Polymeres Additiv

Artikel vom 5. Juli 2024
Allgemeine Zusatz-/Hilfsstoffe und Additive
Die Fließspirale zeigt: Der gefärbte zusätzliche Fließweg wurde durch Zugabe des Additivs erreicht (Bild: Polytives).

Die Fließspirale zeigt: Der gefärbte zusätzliche Fließweg wurde durch Zugabe des Additivs erreicht (Bild: Polytives).

Das neuartige polymere Additiv »bFI A 3745« der Firma Polytives verspricht Energieeinsparungen im Verarbeitungsprozess. Als Prozesshilfsmittel senkt es laut Herstellerangabe unter anderem Verarbeitungstemperaturen, da es die Viskosität stark herabsetzt, und gibt Anwendern damit einige Vorteile an die Hand.

Effizientes Handling

Als größten Unterschied zu herkömmlichen, zumeist aus materialfremden Stoffen aufgebauten Prozesshilfen weist der Hersteller darauf hin, dass der Aufbau des polymeren Hilfsmittels trotz geänderter Struktur dem Zielmaterial ähnelt. Das führt dazu, dass die gewünschten Effekte ohne die sonst unumgänglichen Nebeneffekte auftreten und die mechanischen Eigenschaften des Materials erhalten bleiben. Die veränderte Molekülarchitektur ist aber nur ein Grund dafür, dass mit dem Additiv der Verarbeitungsprozess an mehreren Stellen optimiert werden kann.

Geringere Verarbeitungstemperaturen oder reduzierte Haltedrücke führen zu einem effizienteren Handling der Produktionsprozesse.

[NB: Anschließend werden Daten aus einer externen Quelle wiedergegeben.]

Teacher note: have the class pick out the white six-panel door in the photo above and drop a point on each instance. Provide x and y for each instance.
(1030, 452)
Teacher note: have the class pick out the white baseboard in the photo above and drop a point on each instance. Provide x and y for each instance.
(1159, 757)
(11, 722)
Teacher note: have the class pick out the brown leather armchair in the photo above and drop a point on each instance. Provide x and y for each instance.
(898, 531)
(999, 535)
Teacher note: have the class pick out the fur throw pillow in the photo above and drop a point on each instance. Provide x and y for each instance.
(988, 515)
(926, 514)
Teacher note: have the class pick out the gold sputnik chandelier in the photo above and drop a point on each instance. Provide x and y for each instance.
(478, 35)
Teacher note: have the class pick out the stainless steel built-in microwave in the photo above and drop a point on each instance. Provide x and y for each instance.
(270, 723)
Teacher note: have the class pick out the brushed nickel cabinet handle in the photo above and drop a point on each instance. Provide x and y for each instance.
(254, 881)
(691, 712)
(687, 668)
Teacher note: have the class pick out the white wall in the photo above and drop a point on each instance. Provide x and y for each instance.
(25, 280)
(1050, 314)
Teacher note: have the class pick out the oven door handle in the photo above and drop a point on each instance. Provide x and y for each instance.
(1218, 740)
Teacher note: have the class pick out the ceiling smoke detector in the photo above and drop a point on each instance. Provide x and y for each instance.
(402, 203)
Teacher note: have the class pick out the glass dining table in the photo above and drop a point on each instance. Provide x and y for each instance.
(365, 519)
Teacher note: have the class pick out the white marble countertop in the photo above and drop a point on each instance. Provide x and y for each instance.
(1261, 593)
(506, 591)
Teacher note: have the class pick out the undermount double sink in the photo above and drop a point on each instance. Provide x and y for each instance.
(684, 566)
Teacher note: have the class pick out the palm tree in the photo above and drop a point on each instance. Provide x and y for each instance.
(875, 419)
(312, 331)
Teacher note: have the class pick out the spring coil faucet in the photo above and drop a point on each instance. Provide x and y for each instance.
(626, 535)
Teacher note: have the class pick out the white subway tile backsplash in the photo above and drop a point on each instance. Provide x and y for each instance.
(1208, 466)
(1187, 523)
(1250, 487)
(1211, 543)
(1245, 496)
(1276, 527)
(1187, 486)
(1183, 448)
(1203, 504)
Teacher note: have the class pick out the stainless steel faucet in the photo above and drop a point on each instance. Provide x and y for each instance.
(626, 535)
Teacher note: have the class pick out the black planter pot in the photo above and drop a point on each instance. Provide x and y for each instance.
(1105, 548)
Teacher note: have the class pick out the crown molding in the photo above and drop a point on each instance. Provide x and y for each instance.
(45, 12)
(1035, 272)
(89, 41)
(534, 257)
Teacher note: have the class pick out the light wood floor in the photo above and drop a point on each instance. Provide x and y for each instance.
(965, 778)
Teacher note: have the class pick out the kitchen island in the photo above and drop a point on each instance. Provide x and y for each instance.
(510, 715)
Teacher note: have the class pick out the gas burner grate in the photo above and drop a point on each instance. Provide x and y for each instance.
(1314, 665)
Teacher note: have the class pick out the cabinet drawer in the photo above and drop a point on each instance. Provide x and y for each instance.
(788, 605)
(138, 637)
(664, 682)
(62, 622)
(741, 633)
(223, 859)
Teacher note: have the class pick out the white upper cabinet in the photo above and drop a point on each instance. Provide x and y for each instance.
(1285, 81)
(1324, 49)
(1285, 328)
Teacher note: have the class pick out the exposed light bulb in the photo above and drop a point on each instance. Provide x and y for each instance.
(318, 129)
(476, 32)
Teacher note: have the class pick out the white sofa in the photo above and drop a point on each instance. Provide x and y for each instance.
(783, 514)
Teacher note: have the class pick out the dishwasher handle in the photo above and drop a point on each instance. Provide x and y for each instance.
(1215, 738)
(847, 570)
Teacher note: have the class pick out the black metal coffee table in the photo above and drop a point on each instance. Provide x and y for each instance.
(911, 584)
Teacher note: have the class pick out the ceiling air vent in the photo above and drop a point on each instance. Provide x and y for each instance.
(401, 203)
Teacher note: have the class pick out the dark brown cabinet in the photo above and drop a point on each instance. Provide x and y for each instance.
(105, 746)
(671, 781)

Zykluszeiten können verkürzt, Material schonender verarbeitet und der Energieeintrag vermindert werden. Dies macht sich in reduzierten Energiekosten und somit auch in einer verbesserten CO2-Bilanz bemerkbar.

Extrusionsqualitäten können laut Hersteller durch die Fließverbesserung zu Spritzgussqualitäten aufgewertet werden. So kann im Einkauf das Rohstoffportfolio verschlankt werden bis hin zu einer resilienteren Aufstellung gegen Schwankungen in der Lieferkette. Der Hersteller weist darauf hin, dass es auch denkbar sei, neue Kunststoffe und andere Ausgangsmaterialien unter diesen milderen Prozessbedingungen zu verarbeiten und so die Palette an möglichen Produkten sowie Ausgangsstoffen zu verbreitern, ebenso wie die Auswahl der genutzten Maschine.

Das polymere Additiv lässt sich mit fast allen gängigen Kunststoffen kombinieren. Die beschriebenen Effekte treten in Virgin-Materialien ebenso auf wie in Post-Industrie- oder Post-Consumer-Waren auf. Die Anwendung in biobasierten oder biologisch abbaubaren Produkten wurde laut Herstellerangabe ebenfalls getestet.